In the course of 1934, Grete Henry-Hermann, a young German pupil of Leonard Nelson trained in philosophy as well as in mathematics and physics, visited Heisenberg in Leipzig, with the intention to call Kant before the tribunal of history, hoping to be able to conciliate transcendental philosophy with the new quantum physics. Do Kant's propositions still hold good for a physics which seemed to break so radically and scandalously with the principles of the physics retrospectively called ‘classical’? Grete Henry-Hermann's attempt to confront quantum physics with Kantian philosophy is, chronologically, one of the first: she was truly a pioneer in engaging in a philosophical interpretation of quantum physics. The paper presents and criticize the positions of Grete Henry-Hermann, and especially:

  1. Her original attempt to save the kantian category of causality, by on the one hand retaining the universal validity of the pure concept of causality, while on the other hand accepting, with Bohr and Heisenberg, the definitive character of statistical predictions. Her attempt consists in showing that once a result has been actually obtained, it is possible, by working backwards, to reconstitute, retrospectively and completely, the causal chain which has necessarily produced such a result.
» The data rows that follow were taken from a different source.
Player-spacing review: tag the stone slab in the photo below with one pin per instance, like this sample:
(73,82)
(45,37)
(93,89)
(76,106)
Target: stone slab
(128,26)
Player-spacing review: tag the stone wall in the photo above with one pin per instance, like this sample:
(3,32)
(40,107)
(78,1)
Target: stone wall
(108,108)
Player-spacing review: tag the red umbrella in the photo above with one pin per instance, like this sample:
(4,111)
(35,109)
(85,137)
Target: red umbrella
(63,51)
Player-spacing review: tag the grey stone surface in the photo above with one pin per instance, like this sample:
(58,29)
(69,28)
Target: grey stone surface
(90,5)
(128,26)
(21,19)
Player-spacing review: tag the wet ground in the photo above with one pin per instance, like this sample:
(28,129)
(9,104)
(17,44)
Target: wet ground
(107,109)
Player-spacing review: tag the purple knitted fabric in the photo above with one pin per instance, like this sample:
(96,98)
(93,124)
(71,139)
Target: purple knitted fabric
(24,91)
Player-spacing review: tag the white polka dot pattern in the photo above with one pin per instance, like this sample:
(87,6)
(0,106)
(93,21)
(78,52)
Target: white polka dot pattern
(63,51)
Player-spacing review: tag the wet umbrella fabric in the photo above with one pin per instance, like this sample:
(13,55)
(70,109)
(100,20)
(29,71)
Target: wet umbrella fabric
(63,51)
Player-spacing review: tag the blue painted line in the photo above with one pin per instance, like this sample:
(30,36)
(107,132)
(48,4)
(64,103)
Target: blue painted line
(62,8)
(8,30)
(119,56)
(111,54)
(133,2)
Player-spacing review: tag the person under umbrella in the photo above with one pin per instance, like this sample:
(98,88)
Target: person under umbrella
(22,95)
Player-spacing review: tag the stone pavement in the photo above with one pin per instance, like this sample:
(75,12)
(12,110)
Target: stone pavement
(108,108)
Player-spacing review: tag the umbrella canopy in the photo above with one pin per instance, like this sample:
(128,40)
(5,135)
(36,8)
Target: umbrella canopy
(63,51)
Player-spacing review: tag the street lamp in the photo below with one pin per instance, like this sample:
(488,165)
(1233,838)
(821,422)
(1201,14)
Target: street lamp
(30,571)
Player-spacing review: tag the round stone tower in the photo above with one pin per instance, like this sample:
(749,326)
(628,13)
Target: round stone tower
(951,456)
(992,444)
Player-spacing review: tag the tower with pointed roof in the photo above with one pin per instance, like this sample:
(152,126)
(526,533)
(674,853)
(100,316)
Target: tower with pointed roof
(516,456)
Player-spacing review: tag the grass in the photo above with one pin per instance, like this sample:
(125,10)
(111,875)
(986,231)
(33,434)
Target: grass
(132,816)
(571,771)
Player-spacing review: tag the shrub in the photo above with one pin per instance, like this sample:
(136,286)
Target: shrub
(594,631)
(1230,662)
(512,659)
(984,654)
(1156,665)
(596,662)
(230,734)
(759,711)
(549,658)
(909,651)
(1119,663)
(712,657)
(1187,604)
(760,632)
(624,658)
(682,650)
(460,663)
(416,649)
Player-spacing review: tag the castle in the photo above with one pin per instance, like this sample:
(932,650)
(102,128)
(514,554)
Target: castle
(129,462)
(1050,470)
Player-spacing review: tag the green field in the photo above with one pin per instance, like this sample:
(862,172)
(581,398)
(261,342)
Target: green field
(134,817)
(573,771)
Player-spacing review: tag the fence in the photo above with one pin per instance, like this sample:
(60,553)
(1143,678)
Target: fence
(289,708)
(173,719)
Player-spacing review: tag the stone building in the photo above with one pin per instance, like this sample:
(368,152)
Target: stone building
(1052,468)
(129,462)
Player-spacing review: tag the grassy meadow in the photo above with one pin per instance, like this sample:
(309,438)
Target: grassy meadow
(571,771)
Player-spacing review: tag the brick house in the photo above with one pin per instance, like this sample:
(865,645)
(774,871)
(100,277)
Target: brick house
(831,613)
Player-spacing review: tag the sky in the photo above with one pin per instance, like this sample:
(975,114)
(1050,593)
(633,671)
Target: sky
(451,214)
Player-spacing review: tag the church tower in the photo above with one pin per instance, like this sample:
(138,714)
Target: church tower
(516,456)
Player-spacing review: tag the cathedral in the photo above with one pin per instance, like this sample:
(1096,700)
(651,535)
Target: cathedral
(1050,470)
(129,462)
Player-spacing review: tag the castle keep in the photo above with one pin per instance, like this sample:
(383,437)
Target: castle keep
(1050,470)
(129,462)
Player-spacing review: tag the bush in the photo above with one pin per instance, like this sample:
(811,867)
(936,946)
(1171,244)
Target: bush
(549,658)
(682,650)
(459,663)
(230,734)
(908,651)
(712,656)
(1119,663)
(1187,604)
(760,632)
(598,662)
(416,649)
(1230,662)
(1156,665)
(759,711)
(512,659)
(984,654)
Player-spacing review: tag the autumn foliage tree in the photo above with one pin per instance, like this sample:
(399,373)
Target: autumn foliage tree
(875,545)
  2. Her refutation of the so-called von Neumann's proof. Grete Henry-Hermann's essay of 1935 contains the first critique of von Neumann's argument which aimed to demonstrate the impossibility of completing quantum physics by means of hidden parameters, and which has been regarded as firmly established until 1964, that is, until the year Bell published his famous refutation. Yet, reading Grete Henry-Hermann's essay, one discovers that in 1935, thirty years before Bell, Grete Henry-Hermann had produced a refutation of von Neumann, based on arguments very similar to those of Bell in 1964. Had Grete Henry-Hermann's refutation not remained a dead letter, the history of the interpretations of quantum physics would certainly have been very different.